Why Fauci Says Shutting Down Colleges After Coronavirus Outbreak Is 'Worst Thing You Can Do'

When faced with a coronavirus outbreak on campus, officials' instincts may be to send students home and close the campus. But, first instincts can be wrong and in this case, Dr. Anthony Fauci says the best thing to do is keep students at school.

Colleges and universities nationwide reopened campus doors to students for the fall semester after having closed down halfway through spring because of the new coronavirus. Despite safety measures and hybrids of online and in-person learning, parties, dorm living and people gathering on campus to attend classes caused outbreaks within weeks of opening.

Officials responded to outbreaks in a number of ways, including moving to remote learning, closing public spaces and threatening students who don't comply with fines. One thing a school doesn't want to implement after identifying a case, is a policy to send students home, Fauci, the director of the National Institute of Allergy and Infectious Diseases, told Today's Sheinelle Jones.
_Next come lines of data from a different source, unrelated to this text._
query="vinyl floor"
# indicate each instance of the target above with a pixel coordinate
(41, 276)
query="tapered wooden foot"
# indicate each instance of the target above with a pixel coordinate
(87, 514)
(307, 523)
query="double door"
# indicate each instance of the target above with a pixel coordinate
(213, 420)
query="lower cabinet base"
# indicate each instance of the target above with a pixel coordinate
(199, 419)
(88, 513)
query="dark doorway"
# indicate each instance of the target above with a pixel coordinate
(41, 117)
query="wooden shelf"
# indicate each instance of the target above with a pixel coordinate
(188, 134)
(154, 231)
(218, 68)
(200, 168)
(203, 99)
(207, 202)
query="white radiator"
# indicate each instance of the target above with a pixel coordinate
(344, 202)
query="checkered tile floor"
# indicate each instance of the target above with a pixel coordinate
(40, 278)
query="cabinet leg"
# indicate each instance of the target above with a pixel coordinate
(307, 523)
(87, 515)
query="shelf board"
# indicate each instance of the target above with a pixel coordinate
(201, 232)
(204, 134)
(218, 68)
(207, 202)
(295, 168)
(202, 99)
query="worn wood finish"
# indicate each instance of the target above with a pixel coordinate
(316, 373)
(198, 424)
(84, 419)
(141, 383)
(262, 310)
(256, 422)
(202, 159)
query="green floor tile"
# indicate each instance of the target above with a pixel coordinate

"It's the worst thing you can do," Fauci said. "Keep them at the university in a place that's sequestered enough from the other students."

Sending students home may seem like the proper measure to keep them safe since it creates distance from the reported case. But, Fauci said by moving everyone off campus, students could spread the virus in their home state.

anthony fauci coronavirus colleges sending home
Dr. Anthony Fauci speaks during a Senate Health, Education, Labor and Pensions Committee hearing on June 30 in Washington, D.C. On Wednesday, he told Today that the "worst" thing a college can do when there's an outbreak is send students home because they could spread the virus to their home state. Getty Images

A "quickly rising number" of cases at North Carolina State University made students living on campus "untenable" and students were told to make accommodations to move out. Those who needed to remain on campus could apply for a waiver, but NC State's goal was to "significantly reduce" the on-campus population.

The New York Times found at least 26,000 cases of the new coronavirus on college campuses, including more than 500 at James Madison University. On Tuesday, JMU President Jonathan Alger announced the school would be moving to primarily an online semester and students were asked to return home by September 7, unless they sought an exemption.

JMU's closure announcement came just days after Towson University, located about 170 miles away in Baltimore, decided to switch to mostly online learning and move students out of residence halls. Towson was the fifth college or university in the greater Baltimore area to reverse its plans to offer in-person instruction in the fall, according to WBAL.

Elsewhere, colleges and universities are staying open but implementing harsh consequences for students who don't follow social distancing guidelines. The University of South Carolina reported 1,172 students tested positive since August 1, and on Monday, officials suspended six Greek life chapters and 15 students for violating rules.

During a live-stream event with George Washington University in August, Fauci said students "coming from all over the country" poses a challenge to colleges and universities that primary schools don't face. However, he noted that it's "conceivable" that higher education institutions could bring students back for classes and that they should have empty dorms or areas to isolate students if they became sick.